Rooted Alchemy
An intuitive sculpture series by Pops K. Ümlang.Some ideas grow as roots do. They creep in slowly, twisting around the conscious mind until they nestle somewhere deeper — patient, waiting, winding. This series is rooted in that alchemy. A bend in the wire, a wrapped seam, a frayed thread pulling you both, fragile and odd, somewhere strangely familiar.
As a fine artist, my sculptural practice is deeply intuitive. Often reaching for remnants that carry texture and wear, and playing with papier-mache. But this exploration started loosely, working through small gestures with delicate materials. Wrapping scraps of fabric, fastening wire, layering thread, binding with care, and then assembling in abstract.
Where we arrived was somewhere lighter and stranger than my previous works, more suspended. The sculptures, airy and vaguely botanical, move between the surreal and speculative, but share my foundational ethos of giving familiar materials unfamiliar forms.
the process
For me, the handmade process of sculpture is a meditative act, something to occupy my restless energy and let my mind find some peace. There was something calming about wrapping wire and cord. Like the phrase wringing my hands finally found its purpose. The kindness that soft compression can offer when something delicate is trying to hold itself together.

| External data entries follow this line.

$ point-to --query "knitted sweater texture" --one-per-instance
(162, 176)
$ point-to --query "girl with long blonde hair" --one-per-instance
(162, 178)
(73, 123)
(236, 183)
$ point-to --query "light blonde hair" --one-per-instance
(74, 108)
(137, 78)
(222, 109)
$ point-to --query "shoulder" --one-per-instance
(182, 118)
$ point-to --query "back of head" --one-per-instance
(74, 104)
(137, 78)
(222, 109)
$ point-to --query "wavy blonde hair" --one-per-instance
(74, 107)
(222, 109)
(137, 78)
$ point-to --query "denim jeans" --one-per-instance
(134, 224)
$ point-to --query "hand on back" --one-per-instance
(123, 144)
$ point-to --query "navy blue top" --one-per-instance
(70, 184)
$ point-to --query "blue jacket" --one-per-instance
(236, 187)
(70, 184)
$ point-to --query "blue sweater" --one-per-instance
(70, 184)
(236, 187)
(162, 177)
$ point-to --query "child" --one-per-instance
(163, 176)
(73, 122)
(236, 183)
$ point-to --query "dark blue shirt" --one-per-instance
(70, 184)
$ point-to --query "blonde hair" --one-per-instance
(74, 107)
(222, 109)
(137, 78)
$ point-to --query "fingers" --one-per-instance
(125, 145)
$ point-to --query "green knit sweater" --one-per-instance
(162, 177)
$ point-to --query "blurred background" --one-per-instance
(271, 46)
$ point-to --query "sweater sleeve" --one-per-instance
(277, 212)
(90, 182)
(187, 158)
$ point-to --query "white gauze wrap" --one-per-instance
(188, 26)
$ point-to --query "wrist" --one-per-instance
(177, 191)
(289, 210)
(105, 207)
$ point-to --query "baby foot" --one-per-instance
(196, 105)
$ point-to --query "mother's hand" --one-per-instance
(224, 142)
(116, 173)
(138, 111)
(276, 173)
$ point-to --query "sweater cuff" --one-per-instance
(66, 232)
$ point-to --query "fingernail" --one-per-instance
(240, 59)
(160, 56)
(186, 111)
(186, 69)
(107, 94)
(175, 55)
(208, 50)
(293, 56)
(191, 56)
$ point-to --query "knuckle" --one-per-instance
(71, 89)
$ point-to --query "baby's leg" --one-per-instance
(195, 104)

Later the delight came through, the forms taking on this vaguely botanical presence, a lunar garden if you will. The whimsical detailing of hand-sewn leaves and ripped edges of eyelet lace. But as cosmic as the destination was, the journey was slow and methodical. Like a long drive along a scenic route, not quite sure where you'll end up.
the materials
The process is intuitive and exploratory, and the materials decide how it's going to grow and what it will become.
When you wrap a wire in cord, the tightness of the coils pulls and bends the semi-rigid filament, like the twisting and turning line of a plant’s root. Where thread ran out and was tied off, the line split — like thinner roots spreading out from a thicker branch — thin lines growing in shape through the negative space as they spread out.
An old linen shirt. A vintage tablecloth, stained. Eyelet trim, too precious to waste on the wrong project, and this turned out to be exactly the right one. Its natural scalloped edge already mimics that leafy botanical top — long, voluminous, doubling over under its own weight. Each leaf, stitched by hand, shaped by the scraps itself.
The pale palette heightens that tension. White, ivory, and soft gray materials can read as tender or ghostlike, but up close they reveal texture, residue, knots, seams, and irregular surfaces. Their damage and softness remain visible, as we learn to be open in this season of becoming.
The work is reciprocal. Without imposed form, the wire tells you where to bend. The knot tells you where to branch. The frayed edge of a scrap tells you the margin of the leaf.
the themes
Reflecting on the work, I find the instability and fragmentation my generation inherits — a desire for tenderness within environments that often feel temporary or emotionally unsteady. An instinct to find meaning amidst a mess.
Where wrapped wire repairs and patched fragments improvise, the surfaces retain evidence of handcraft and accumulation. Rather than concealing fragility, the work lets uneven textures and exposed seams speak — embodying the ambiguous space between collapse and becoming.
the evolution
This shift in my sculptural practice has been experimental and deeply rewarding. While my previous sculptures found their form through shape and bulk, this was an exploration of line in three dimensions and of crafting negative space for a more airy, cosmic presence. I’m drawn to their tension, this breathable balance between delicacy and endurance.
In this series, branching out became an offering. We’re all unfamiliar forms craving a strange sense of belonging. But there’s something so necessary about the resilience we find from softness, play, and improvisation.
These works are part of an expanding sculptural series within my fine art practice, continuing my interest in reclaimed materials, softness, world-building, and emotional survival. The pieces pictured here have recently been submitted for exhibition consideration, and I'm continuing to expand the series through new material studies, suspended forms, and reclaimed-object experiments.